Dans Le Figaro, les très atlantistes président de la Commission européenne et vice-président chargé des questions de Sécurité et de Justice, José Manuel Barroso et Franco Frattini, livrent leur plan pour la sécurité en Europe. Insistant eux aussi sur la menace terroriste qui pèserait sur le continent, ils se réjouissent des résultats communs et appellent au renforcement des instruments de luttes anti-terroristes. C’est-à-dire à l’alignement des procédures judiciaires européennes sur le Patriot Act états-unien.

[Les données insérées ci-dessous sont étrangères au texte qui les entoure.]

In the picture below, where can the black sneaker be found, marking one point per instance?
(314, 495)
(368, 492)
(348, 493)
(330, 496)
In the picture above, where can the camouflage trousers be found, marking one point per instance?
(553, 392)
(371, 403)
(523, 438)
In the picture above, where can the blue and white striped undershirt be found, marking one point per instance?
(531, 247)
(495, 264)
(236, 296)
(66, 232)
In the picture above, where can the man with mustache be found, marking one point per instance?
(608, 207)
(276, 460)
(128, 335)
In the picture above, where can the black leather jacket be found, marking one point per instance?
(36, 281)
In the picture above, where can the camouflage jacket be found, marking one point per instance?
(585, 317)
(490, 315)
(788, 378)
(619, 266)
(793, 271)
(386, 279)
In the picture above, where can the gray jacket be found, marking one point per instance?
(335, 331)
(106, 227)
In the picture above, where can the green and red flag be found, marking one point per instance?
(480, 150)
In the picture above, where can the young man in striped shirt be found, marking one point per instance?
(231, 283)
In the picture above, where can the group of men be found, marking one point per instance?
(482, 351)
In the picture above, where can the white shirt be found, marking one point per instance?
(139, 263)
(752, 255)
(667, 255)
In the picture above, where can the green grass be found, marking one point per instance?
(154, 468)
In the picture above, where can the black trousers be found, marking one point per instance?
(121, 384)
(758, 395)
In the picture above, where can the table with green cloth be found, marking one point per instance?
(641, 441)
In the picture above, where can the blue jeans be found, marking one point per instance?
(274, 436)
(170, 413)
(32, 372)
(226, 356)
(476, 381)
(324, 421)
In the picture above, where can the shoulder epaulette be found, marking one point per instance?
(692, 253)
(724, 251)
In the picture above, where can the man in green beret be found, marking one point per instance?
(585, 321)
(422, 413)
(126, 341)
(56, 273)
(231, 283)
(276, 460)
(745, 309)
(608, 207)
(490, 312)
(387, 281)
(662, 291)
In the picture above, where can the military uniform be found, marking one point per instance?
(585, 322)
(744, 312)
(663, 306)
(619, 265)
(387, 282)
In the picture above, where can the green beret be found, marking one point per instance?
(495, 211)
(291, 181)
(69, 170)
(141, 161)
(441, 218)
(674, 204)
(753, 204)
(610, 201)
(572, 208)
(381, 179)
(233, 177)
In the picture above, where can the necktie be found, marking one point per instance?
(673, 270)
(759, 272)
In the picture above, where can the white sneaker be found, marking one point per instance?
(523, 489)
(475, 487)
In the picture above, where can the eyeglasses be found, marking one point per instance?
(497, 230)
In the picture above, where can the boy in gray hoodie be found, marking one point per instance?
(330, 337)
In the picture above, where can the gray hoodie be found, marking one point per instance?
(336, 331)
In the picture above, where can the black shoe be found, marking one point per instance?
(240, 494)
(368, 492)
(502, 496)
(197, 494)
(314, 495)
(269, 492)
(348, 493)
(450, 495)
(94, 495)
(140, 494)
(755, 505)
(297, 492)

Dans les deux cas, la lutte anti-terroriste sert à justifier des décisions souhaitées par Washington. Cette problématique peut cependant être retournée. Ainsi, dans une interview à Die Welt, le ministre pakistanais de l’Intérieur, Aftab Khan Sherpao, fait l’apologie de la lutte anti-terroriste dans son pays. Insistant sur le parfait comportement de son pays sur ce point, il estime qu’Islamabad doit être récompensé via une aide économique.

Au Liban, les élections législatives se poursuivent et prendront fin le 19 juin. Il est particulièrement difficile de comprendre les logiques qui animent les différents partis et les jeux d’alliances entre groupes communautaires, ceux-ci différent, en effet, considérablement selon les régions.
Dans une interview à La Republica, reprise en russe par Inopressa, Saad Hariri, fils de l’ancien Premier ministre assassiné Rafic Hariri, se réjouit de sa victoire dans la région de Beyrouth et se porte candidat au poste de Premier ministre. Il dénonce l’influence de la Syrie au Liban et s’en prend au président Émile Lahoud, qu’il accuse implicitement d’être complice de l’assassinat de son père. Ceci alors que Mme veuve Hariri vient d’être élue sous l’étiquette du Hezbollah, pourtant accusé d’être pro-syrien.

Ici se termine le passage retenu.